I have to fit a model to test whether Learning (1=learned, 0=failed) depends on lizard sex (M or F), Lizard SVL (snout-vent length), or an interaction of the two.

I am new to both R and this website. Please explain each step fully.

This is random data given to us as part of a zoology/statistics assignment. It is related to lectures 'Generalized Linear Models' and 'Model Selection and Model Averaging'.

Snout-vent length is used as a a measure of size (in millimeters).

Specifically, what R code is required to fit a GLM when a categorical and continuous predictor variable are used to predict a categorical dependent variable? The following is from a previous example with two categorical predictor variables that we have worked through if that helps with what I am trying to ask:

plot(ProportionSurvived ~ Treatment, data=dat)
interaction.plot(dat$Sculpin, dat$Lake, response = dat$NSurvivors/dat$NSticklebackAdded)

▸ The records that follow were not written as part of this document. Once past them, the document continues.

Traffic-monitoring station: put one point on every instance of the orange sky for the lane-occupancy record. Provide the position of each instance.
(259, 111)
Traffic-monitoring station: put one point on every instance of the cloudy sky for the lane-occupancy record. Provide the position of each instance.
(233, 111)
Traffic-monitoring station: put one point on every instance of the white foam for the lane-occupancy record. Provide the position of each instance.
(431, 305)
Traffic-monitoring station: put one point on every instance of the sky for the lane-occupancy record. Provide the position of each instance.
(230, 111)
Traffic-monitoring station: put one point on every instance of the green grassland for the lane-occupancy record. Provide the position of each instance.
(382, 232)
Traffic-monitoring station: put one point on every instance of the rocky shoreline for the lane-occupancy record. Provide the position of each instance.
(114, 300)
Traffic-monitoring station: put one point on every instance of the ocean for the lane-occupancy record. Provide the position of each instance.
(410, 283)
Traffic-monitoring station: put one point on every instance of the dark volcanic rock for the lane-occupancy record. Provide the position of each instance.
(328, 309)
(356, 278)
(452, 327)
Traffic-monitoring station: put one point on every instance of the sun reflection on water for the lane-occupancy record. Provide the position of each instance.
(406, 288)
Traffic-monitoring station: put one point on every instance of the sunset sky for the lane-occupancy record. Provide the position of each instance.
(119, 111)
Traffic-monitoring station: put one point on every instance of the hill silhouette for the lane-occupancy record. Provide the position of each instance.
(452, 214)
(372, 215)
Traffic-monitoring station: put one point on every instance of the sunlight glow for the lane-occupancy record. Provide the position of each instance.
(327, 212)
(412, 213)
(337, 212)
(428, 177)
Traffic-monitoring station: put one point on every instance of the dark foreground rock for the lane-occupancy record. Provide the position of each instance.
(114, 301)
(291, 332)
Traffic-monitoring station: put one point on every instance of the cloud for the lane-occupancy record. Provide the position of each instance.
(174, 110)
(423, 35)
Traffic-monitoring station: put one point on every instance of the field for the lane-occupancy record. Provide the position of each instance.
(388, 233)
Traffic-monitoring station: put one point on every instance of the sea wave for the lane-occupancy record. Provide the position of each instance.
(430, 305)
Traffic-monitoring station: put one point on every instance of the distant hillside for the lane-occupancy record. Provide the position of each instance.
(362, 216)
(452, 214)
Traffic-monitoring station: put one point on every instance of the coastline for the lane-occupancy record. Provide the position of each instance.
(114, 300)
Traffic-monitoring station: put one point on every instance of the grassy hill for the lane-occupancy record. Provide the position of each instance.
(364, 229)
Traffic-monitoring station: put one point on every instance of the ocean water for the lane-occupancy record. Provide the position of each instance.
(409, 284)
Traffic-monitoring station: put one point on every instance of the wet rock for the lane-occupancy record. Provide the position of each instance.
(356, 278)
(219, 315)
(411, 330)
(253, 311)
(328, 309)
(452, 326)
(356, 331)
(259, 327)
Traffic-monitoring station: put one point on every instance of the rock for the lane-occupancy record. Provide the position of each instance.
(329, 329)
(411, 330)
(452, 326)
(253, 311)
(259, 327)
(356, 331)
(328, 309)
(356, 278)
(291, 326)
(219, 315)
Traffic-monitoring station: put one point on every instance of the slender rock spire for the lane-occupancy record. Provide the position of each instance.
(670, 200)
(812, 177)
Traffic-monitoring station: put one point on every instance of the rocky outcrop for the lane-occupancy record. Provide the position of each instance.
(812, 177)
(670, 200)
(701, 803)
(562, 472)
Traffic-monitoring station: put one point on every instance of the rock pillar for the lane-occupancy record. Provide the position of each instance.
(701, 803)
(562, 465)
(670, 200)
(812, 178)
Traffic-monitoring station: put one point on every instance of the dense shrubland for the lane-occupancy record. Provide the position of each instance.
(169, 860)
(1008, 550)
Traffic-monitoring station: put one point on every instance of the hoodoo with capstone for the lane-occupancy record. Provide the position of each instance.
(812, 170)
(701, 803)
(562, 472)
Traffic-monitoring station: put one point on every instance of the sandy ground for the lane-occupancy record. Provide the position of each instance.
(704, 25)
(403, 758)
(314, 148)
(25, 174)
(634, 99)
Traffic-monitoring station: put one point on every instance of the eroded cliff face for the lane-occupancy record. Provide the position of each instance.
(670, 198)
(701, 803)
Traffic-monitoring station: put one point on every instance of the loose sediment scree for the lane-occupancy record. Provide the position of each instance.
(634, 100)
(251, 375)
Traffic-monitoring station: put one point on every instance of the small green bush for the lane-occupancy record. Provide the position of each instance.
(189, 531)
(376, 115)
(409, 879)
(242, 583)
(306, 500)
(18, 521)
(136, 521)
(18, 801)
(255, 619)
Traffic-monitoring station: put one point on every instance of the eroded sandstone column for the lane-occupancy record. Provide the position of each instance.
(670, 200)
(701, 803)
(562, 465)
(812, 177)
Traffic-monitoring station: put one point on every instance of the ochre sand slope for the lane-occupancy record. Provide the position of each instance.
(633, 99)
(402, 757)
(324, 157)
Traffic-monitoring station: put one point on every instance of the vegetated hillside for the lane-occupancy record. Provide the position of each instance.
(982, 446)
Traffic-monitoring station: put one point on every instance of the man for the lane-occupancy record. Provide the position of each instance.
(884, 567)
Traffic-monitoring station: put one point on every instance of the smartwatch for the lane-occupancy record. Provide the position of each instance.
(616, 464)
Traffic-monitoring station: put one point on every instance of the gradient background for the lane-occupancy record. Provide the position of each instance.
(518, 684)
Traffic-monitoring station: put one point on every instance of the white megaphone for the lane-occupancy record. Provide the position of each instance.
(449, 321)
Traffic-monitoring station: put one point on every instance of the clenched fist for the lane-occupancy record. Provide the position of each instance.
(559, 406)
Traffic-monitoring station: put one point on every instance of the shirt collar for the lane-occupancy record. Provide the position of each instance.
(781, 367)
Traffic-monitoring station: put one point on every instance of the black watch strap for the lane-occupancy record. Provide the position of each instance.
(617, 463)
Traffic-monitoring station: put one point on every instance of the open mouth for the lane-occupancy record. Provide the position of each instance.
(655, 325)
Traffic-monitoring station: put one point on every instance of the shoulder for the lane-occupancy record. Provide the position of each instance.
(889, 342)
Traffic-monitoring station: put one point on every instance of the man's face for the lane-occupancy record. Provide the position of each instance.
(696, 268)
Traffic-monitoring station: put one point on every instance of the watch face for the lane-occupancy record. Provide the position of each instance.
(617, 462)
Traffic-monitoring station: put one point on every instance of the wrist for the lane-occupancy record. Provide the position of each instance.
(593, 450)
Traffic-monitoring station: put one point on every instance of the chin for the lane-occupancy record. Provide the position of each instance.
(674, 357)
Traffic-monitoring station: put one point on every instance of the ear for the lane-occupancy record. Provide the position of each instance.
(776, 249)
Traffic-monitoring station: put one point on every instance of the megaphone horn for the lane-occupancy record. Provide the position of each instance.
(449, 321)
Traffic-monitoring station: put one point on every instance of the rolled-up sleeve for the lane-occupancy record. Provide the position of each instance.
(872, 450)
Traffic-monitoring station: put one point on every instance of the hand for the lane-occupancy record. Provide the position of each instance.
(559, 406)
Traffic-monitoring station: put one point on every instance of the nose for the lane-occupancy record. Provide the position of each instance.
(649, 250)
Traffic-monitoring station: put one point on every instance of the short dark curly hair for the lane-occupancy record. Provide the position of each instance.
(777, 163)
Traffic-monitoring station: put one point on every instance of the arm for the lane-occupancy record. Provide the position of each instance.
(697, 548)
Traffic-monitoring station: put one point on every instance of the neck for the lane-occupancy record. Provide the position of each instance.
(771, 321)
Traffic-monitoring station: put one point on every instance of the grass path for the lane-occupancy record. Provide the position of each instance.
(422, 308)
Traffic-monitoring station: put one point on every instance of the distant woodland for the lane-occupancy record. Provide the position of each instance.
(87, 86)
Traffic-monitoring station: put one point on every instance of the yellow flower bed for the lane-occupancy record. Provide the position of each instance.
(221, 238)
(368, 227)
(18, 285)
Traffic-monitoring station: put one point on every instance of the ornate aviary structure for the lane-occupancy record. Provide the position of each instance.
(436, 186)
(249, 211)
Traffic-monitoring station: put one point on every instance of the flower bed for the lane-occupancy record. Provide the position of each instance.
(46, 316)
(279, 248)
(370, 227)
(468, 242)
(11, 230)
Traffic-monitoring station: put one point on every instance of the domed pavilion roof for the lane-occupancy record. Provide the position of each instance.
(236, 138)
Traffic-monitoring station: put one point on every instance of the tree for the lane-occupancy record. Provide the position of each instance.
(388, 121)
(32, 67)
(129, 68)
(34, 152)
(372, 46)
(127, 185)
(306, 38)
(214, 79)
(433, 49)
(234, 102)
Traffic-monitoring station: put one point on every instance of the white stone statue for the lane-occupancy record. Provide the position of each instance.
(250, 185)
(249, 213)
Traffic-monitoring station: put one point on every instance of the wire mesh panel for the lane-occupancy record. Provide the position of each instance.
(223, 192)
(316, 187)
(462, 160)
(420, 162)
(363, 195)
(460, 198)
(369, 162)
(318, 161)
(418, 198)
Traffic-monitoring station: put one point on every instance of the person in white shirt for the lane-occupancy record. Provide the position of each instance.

glm(cbind(NSurvivors, NSticklebackAdded - NSurvivors) ~ Lake * Sculpin, family = binomial(link = "logit"), data=dat)

Treatment is one of four possible conditions (2 levels of 2 predictors; lake and sculpin present or absent). This example was testing the proportion of sticklebacks that survived (proportionsurvived) in a pond.

Best Answer

Looks to me like you should use binary logistic regression. Your dependent variable is learning (yes/no) and all other variables are independent variables. Binary logistic regression is extremely flexible with regard to scales of measurement used with the predictors.